The first 10 results are extracted using CSS rules specific to each search engine and then those links are downloaded using the requests library. To check if a particular result is a “match” or not we simply perform an exact match search of the page source code for the correct answer (both normalized to lowercase).
Again this is not a perfect way of determining whether any single page really answers a query, but in aggregate it should provide a good estimate.
Some search engines are harder to scrape due to rate limiting. The most aggressive rate limiters were: Qwant, Yandex, and Gigablast. They often blocked me after just two queries (on a new IP) and thus there are fewer results available for those engines. Also, Cliqz, Lycos, Yahoo!, and YaCy were all added mid experiment, so they have fewer results too.
I scraped results for about 2 weeks and collected about 3k queries for most engines. Below is a graph of the number of queries that were scraped from each search engine.
Crunching the numbers
Now that the data is collected there are lots of ways to analyze it. For each query we have the number of matching documents, and for the latter half of queries also the list of result links saved.

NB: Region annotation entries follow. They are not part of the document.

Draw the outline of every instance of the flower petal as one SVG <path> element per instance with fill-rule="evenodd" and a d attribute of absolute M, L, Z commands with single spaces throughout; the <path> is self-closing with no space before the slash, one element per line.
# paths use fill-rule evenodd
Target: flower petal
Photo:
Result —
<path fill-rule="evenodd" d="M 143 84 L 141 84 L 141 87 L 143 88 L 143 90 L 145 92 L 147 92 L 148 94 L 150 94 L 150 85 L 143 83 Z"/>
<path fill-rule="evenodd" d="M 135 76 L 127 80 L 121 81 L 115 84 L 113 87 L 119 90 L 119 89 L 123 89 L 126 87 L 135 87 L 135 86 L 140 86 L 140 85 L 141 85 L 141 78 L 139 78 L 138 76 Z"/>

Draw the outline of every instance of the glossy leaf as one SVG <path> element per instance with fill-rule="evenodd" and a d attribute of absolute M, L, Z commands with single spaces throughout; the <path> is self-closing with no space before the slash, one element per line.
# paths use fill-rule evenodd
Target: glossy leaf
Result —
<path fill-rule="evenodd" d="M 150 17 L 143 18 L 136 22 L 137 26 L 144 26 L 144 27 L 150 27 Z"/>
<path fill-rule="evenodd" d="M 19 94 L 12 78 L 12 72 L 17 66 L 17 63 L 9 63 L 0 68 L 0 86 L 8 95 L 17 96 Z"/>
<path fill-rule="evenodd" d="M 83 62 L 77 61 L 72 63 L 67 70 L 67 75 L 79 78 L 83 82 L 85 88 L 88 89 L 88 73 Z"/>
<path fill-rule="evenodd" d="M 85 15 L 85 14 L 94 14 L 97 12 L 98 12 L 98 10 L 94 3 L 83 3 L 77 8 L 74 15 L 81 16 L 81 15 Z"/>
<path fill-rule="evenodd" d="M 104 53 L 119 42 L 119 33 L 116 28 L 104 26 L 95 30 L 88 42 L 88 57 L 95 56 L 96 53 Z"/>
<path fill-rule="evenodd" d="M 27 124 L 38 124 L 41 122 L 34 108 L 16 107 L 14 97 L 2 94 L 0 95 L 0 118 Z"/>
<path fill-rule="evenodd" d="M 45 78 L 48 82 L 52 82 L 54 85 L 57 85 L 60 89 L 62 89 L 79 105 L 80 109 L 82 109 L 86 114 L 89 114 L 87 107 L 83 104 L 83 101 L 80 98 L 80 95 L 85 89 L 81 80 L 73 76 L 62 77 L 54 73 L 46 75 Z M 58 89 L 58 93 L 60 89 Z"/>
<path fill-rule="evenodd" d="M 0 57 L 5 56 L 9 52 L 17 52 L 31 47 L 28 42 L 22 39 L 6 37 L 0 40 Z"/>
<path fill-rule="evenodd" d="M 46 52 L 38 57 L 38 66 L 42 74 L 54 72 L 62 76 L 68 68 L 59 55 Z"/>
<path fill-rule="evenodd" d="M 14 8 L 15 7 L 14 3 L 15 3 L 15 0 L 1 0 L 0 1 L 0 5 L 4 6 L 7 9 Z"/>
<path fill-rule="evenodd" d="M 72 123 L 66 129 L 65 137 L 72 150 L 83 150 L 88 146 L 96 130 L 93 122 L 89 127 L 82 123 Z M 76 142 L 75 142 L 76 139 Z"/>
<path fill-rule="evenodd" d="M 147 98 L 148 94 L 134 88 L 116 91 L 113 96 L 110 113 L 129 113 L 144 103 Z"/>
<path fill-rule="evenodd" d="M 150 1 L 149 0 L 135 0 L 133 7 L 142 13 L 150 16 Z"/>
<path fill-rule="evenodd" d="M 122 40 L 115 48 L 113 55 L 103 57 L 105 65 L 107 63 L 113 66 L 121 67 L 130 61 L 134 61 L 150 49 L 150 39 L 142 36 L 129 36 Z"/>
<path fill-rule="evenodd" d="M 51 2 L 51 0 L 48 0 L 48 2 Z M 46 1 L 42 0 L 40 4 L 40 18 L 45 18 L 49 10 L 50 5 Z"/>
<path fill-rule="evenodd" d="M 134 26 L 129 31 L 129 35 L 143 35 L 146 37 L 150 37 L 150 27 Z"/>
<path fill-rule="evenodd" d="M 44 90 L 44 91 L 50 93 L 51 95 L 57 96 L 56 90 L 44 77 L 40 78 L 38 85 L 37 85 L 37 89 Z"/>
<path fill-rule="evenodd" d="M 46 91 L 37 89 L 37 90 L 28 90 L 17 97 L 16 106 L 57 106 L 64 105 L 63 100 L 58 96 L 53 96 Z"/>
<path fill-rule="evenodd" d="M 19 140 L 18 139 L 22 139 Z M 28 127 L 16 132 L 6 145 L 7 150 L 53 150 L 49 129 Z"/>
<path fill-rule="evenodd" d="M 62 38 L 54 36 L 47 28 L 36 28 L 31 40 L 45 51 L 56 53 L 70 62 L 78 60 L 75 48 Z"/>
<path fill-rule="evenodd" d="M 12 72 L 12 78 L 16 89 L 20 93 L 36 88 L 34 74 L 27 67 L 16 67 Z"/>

The first thing I decided to do was see which search engine had the highest average number of matching documents.
Much to my surprise, Google actually came in second to Ecosia. I was rather shocked with this since Ecosia’s gimmick is that they plant trees with the money from ads, not having Google beating search results.
Also surprising is the number of Bing aggregators (Ecosia, DuckDuckGo, Yahoo!) that all came in ahead of Bing itself. One reason may be that those engines each apply their own ranking on top of the results returned by Bing and some claim to also search other sources.
Below is a chart with the exact scores of each search engine.
To further understand why the Bing aggregators performed so well, I wanted to check how much of their own ranking was being used. I computed the average Levenshtein distance between each two search engines, which is the minimum number of single result edits (insertions, deletions or substitutions) required to change one results page into the other.
Of the three, Ecosia was the most different from pure Bing with an average edit distance of 8. DuckDuckGo was the second most different with edit distance of 7, followed by Yahoo! with a distance of 5.
Interestingly the edit distances of Ecosia, DuckDuckGo, and Yahoo! seem to correlate well with their overall rankings where Ecosia came in 1st, DuckDuckGo 3rd, and Yahoo! 5th. This would indicate that whatever modifications these engines have made to the default Bing ranking do indeed improve search result quality.
This was a pretty fun little experiment to do, and I am happy to see some different results from what I expected. I am making all the collected data and scripts available for anyone who wants to do their own analysis.
This study does not account for features besides search result quality such as instant answers, bangs, privacy, etc. and thus it doesn’t really show which search engine is “best” just which one provides the best results for factoid questions.
I plan to continue using DuckDuckGo as my primary search engine despite it coming in 3rd place. The results of the top 6 search engines are all pretty close, so I would expect the experience across them to be similar.